Stattdessen spielte Van der Bellen den Ball der ÖVP zu, die mit der SPÖ und den Neos eine Koalition auf die Beine stellen wollte. Doch dieser Versuch scheiterte mangels Kompromissbereitschaft kläglich. Die Rücktrittsankündigung des amtierenden ÖVP-Kanzlers Karl Nehammer (52) beendete die Verhandlungen der drei Parteien definitiv. 

Wie gross sind die Chancen, dass es einen FPÖ-Kanzler gibt?

Das ist jetzt so gut wie sicher. Nach dem Scheitern der Koalitionsverhandlungen hat Präsident Van der Bellen einlenken müssen und FPÖ-Chef Herbert Kickl am Montagmorgen mit der Regierungsbildung beauftragt. Vermutlich wird es zu einer Koalition mit der ÖVP kommen, die nun Verhandlungsbereitschaft zeigt. 

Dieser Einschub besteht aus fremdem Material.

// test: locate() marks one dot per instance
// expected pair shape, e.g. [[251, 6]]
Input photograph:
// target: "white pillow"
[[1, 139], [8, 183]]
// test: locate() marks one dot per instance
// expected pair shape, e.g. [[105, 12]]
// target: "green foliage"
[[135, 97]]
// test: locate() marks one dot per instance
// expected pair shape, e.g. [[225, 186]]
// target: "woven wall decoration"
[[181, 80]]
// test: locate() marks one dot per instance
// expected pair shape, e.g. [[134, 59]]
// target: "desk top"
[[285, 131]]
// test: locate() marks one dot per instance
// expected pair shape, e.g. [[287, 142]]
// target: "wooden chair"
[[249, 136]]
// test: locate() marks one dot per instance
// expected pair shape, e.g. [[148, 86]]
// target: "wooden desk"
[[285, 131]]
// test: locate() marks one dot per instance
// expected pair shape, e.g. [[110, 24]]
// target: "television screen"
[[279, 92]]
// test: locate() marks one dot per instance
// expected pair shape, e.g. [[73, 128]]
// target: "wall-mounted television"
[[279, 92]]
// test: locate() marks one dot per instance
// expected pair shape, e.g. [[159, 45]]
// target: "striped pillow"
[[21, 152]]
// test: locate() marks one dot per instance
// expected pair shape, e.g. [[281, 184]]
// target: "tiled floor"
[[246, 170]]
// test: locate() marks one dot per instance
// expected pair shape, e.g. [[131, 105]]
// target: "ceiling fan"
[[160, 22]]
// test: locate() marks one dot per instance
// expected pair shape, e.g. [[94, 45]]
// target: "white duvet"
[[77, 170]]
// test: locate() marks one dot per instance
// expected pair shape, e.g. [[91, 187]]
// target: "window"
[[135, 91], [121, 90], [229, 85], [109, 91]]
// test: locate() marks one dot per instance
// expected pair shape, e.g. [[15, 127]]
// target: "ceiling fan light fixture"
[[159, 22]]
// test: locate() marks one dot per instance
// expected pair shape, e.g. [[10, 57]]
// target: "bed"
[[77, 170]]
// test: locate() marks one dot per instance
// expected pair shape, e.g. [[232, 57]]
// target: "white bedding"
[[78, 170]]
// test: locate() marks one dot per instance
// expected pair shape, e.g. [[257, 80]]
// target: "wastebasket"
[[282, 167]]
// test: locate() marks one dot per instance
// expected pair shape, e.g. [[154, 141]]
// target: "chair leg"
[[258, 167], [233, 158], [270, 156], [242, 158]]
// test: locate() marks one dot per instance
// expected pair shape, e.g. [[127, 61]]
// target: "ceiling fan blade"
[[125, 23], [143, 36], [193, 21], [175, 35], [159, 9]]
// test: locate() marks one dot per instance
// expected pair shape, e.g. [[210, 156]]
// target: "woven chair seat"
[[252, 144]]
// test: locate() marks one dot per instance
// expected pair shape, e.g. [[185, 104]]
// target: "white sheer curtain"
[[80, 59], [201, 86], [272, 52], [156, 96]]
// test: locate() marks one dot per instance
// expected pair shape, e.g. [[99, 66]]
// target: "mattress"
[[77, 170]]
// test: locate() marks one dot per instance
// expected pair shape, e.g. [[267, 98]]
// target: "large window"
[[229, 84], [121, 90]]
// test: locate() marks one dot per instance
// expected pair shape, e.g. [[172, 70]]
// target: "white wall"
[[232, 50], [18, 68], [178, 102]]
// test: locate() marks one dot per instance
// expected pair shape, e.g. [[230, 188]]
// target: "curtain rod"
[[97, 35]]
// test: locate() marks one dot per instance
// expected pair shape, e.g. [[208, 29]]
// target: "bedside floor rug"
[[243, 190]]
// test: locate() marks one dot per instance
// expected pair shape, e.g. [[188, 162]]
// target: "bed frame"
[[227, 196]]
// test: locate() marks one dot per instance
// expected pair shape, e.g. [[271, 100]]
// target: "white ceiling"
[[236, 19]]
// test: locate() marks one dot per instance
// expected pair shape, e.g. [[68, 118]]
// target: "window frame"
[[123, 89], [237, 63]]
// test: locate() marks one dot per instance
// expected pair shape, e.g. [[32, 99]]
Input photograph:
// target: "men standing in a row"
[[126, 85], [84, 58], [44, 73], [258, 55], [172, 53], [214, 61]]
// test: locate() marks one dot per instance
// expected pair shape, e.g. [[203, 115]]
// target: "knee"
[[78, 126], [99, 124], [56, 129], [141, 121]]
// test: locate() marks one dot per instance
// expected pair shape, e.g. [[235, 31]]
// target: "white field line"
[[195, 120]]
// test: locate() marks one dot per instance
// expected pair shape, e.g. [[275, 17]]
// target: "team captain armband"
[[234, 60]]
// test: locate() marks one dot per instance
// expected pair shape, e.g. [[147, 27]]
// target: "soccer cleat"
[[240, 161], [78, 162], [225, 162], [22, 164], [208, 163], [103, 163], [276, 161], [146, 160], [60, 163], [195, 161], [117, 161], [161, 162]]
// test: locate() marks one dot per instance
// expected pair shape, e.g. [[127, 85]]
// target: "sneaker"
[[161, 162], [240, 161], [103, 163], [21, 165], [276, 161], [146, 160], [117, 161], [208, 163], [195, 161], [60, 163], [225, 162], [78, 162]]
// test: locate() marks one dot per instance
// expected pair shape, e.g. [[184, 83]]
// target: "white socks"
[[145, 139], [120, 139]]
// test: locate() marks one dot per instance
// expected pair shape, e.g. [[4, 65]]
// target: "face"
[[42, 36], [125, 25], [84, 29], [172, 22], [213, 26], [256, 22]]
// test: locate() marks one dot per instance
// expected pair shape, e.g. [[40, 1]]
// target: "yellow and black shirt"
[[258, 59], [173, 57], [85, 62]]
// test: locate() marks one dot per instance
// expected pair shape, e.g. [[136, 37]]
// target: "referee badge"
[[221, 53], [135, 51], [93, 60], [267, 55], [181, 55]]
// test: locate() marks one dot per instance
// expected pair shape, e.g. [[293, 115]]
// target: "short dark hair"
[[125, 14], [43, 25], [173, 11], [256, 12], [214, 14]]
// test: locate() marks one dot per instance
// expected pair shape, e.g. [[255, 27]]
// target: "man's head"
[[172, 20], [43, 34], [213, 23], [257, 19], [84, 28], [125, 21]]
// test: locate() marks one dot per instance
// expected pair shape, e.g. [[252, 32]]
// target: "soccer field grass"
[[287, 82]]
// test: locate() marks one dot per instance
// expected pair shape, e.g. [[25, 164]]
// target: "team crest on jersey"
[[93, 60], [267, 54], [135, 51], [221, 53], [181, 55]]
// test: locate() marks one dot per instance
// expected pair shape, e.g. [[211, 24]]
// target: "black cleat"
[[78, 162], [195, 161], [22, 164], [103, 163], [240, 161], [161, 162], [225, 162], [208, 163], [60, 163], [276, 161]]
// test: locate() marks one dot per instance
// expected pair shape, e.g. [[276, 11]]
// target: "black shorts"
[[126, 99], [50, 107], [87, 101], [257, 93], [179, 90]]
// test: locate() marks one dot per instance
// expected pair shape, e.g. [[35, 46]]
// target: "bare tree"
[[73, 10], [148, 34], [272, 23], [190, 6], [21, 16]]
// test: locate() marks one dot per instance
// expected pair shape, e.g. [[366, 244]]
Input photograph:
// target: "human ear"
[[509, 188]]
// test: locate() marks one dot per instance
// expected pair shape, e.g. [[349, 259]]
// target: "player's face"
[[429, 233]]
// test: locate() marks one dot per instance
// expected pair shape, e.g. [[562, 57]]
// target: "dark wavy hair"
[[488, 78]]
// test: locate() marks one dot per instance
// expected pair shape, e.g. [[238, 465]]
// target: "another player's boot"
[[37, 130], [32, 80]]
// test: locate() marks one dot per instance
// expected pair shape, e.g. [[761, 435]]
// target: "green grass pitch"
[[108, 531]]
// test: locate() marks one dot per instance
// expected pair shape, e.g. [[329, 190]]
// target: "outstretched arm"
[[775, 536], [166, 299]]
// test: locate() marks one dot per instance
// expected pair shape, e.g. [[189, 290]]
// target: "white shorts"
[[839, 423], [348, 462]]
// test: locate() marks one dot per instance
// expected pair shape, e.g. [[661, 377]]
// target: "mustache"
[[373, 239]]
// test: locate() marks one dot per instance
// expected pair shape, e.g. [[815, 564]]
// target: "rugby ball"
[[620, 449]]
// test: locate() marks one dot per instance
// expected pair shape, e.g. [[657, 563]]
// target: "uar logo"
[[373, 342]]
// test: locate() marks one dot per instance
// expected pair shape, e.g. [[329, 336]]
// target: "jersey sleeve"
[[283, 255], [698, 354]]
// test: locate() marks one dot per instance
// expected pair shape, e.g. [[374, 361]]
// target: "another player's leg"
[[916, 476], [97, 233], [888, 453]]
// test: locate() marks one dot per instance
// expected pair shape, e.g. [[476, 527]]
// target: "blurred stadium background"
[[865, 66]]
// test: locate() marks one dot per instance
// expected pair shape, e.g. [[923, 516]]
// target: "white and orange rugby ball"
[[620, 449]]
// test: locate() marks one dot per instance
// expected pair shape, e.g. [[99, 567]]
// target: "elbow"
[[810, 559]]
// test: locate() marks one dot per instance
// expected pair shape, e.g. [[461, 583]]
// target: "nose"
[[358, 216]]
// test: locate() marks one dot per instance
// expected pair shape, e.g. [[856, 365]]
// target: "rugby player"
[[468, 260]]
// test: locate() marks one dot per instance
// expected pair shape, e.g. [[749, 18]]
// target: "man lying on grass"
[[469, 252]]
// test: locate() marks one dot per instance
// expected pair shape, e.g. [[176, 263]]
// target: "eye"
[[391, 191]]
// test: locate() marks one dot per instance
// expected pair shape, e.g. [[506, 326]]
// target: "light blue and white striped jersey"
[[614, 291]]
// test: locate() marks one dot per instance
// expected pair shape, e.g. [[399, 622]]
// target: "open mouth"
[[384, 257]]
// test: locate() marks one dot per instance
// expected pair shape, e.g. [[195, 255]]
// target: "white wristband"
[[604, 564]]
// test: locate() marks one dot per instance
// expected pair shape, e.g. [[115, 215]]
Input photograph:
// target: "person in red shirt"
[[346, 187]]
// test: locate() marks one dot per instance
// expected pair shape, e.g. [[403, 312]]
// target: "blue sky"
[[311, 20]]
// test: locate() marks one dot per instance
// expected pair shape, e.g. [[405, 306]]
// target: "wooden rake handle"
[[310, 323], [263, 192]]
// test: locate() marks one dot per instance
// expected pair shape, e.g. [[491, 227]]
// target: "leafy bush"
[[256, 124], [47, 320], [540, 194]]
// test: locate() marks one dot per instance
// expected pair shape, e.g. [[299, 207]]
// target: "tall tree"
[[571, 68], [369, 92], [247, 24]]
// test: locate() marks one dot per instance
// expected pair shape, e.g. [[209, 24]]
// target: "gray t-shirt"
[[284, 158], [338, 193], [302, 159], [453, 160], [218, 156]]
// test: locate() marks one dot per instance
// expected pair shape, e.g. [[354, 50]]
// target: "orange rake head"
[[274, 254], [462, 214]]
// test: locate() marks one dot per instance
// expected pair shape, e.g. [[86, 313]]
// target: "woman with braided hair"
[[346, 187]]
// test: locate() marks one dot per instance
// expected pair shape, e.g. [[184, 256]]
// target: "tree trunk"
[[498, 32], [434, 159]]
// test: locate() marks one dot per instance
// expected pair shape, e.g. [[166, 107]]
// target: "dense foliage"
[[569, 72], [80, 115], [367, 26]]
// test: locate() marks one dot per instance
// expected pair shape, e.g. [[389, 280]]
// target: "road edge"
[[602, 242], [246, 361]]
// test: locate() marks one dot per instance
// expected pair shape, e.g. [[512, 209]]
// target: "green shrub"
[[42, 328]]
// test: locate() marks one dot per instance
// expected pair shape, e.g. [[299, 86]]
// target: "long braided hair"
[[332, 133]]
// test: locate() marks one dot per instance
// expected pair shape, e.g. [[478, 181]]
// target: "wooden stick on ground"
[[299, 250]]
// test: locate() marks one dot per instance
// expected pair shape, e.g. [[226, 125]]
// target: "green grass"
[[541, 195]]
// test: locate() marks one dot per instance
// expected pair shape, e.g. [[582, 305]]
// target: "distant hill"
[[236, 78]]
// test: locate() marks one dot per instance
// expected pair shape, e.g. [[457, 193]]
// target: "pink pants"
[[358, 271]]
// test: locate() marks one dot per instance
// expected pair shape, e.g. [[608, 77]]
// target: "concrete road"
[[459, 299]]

Die Alternative wären Neuwahlen gewesen, bei denen die FPÖ allerdings ihren Vorsprung wohl noch weiter ausgebaut hätte. Denn würden jetzt Wahlen stattfinden, würde die FPÖ laut dem APA-Wahltrend auf 35,5 Prozent zulegen, während die ÖVP auf 20 Prozent einbrechen würde. 

Wer ist Herbert Kickl?

Als ehemaliger Redenschreiber und Plakatdichter von Jörg Haider (1950–2008) und Heinz-Christian Strache (55) formulierte Kickl Sprüche wie «Daham statt Islam» oder «Wir helfen zuerst dem eigenen Land – Rot-Schwarz hilft Bank und Spekulant». Als Innenminister führte er gegen Asylbewerberinnen und Asylbewerber eine strikte Politik: schnelle Abschiebung, Ausgangssperren, Hürden für Familiennachzug.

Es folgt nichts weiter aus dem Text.